SKANDAL OLAY MUĞLA MENTEŞE’DE GERÇEKLEŞTİ
Muğla’nın Menteşe ilçesinde 16 Eylül 2024’te yaşanan çirkin olay, iki kız çocuğuna yönelik istismar eylemiyle gündeme geldi. 6 ve 9 yaşlarındaki kız çocuklarına istismarda bulunan sanık Mehmet Ali Çakmak, tutuklandı.
AKIL SAĞLIĞINI İDDİA ETTİ
İlk duruşmada sanık Çakmak, akıl sağlığının bozuk olduğunu belirtti ve “Karakoldaki ifademde atılı suçlamayı kabul etmediğimi söylesem de neden öyle dediğimi hatırlamıyorum. Olayın nasıl olduğunu da hatırlamıyorum. Çocuklar parktaydı, oraya vardığımda şuurum bozulduğu için ne yaptığımı hatırlamıyorum” dedi. Mahkeme heyeti, bu iddiayı değerlendirerek adli tıptan akıl sağlığı raporu istedi. Adli Tıp Kurumu, sanığın akıl sağlığının yerinde olduğuna ve ceza ehliyetine sahip olduğuna karar verdi.
CEZASI AÇIKLANDI
Davanın dördüncü duruşmasında sanık Mehmet Ali Çakmak’a, bir çocuk yönünden “cinsel taciz” ve diğer çocuk yönünden “cinsel istismar” suçlarından toplam 6 yıl 9 ay hapis cezası verildi. Mahkeme, sanığın tutukluluk halinin devam etmesine karar verdi. Mağdur çocuklardan birinin avukatı Alev Öztürk, kararı istinaf mahkemesine taşıyacaklarını açıkladı. Öztürk, sanığın akıl sağlığının yerinde olmadığını iddia ettiğini belirterek, “Adli Tıp Kurumu raporu ile sanığın işlediği suç eylemi bakımından ceza ehliyetini ortadan kaldıracak herhangi bir rahatsızlığın olmadığı tespit edildi” dedi.

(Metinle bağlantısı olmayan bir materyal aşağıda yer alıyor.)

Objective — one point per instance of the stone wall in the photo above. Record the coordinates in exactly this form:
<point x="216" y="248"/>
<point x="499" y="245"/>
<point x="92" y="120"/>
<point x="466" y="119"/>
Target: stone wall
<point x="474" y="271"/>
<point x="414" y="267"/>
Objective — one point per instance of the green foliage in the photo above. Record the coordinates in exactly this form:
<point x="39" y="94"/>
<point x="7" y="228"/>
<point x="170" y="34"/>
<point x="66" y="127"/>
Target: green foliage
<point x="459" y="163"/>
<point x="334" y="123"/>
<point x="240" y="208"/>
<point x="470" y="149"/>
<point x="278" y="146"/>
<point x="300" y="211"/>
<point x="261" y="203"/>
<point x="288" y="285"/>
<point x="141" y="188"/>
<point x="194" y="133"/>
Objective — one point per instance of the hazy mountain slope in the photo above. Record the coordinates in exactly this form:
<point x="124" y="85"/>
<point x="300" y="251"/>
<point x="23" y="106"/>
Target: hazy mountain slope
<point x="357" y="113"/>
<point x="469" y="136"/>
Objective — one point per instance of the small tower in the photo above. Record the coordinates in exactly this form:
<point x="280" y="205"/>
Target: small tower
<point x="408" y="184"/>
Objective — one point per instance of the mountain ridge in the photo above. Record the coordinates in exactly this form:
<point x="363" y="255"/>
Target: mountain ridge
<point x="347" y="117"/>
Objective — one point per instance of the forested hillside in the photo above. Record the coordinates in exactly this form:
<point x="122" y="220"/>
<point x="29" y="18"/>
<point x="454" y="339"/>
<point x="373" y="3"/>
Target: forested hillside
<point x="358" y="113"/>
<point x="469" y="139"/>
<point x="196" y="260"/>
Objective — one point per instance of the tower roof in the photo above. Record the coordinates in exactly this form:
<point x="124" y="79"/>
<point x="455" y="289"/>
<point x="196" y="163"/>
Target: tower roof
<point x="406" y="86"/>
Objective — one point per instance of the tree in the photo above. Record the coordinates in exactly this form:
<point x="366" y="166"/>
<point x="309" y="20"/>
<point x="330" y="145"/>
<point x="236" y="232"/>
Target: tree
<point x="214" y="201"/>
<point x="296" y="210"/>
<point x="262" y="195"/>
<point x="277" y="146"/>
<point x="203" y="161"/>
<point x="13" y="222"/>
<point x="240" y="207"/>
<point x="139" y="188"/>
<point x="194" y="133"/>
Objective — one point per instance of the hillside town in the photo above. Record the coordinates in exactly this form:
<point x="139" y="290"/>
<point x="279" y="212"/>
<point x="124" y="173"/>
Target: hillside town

MAHKEME KARARINI GÖZDEN GEÇİRECEKLER
Öztürk, mahkemenin sanığı iki çocuk için ayrı ayrı toplam 6 yıl 9 ay hapis cezasına çarptırdığını aktararak, “Mahkeme, sanığın cezasını ikinci çocuk açısından eylemine uyan suçun vasfını yanlış değerlendirdi. Sanığı, çocuğa karşı cinsel taciz suçu nedeniyle en alt sınırdan cezalandırdı. Ancak biz sanığın bu çocuğa karşı da cinsel istismar suçunu işlediği kanaatindeyiz” şeklinde konuştu. Ayrıca, sanığın cinsel istismar suçundan cezanın üst sınırdan verilmesi gerektiği görüşünü iletti.
ŞİDDETLE MÜCADELEDE HEMEN ADIM ATILMALI
Alev Öztürk, “Mahkemenin sanık hakkında takdiri indirim uygulamaması, bizim açımızdan olumlu, ancak mahkemelerin kadına ve çocuğa yönelik şiddet ile mücadelede gereken sorumluluğu yerine getirmesi gerektiğini unutmaması önemli” dedi. Öztürk, mahkemelerin uluslararası sözleşmeler gereği, dosyanın somut durumunu değerlendirerek en üst haddin, cezalandırma da dikkatli davranmaları gerektiğinin altını çizdi. Bu eğilimlerin, kadına ve çocuğa yönelik şiddet vakalarının artmasına ve faillerin cesaretlenmesine yol açtığını belirtti.